Barnhart hit .270 with 44 RBIs last season while playing a career-high 121 games to earn that new deal.
More important is how he handled a young pitching staff, and he enters 2018 optimistic things should go smoother on that end.
Already having caught all of the Reds starters in regular season games prior to this season helps him know how to guide them through a game rather than having to learn on the fly, as he frequently did last year.
“Having a relationship that didn’t have to be built in spring training with most guys is nice,” he said. “It allows us to be more comfortable in knowing what pitches to call at what time and things like that.”
Those prior relationships might be even more crucial this year because in-game chats aren’t going to be as frequent.
Beginning this season, teams are only allowed six mound visits per nine innings (with some exceptions).
That is one of the initiatives passed with the goal of speeding up the game, a movement Barnhart said he understands but doesn’t necessarily like.

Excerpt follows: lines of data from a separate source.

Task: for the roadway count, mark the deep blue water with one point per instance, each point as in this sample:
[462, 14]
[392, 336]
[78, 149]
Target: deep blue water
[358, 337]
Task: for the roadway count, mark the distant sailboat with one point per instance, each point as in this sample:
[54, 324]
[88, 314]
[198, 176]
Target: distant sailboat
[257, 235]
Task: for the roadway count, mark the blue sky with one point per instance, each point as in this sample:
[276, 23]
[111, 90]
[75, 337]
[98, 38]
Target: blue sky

“Where I start to have a problem with the rules and stuff that they’re putting in is when they’re starting to put things in place that affect the integrity of the game,” he said. “It can affect the outcome of the game. We go out there and talk to pitchers to make sure we’re on the same page as far as what pitches need to be thrown, also with what signs need to be put down.
“So if I have a guy who comes in in the eighth inning and I’ve already been out there five times we can’t get on the same page and he’s crossing me up and guys are moving up bases, that can genuinely affect the outcome of the game. As we get into that territory with new rules, with different rules, that’s where I start to have a problem with it and I don’t necessarily like it very much.”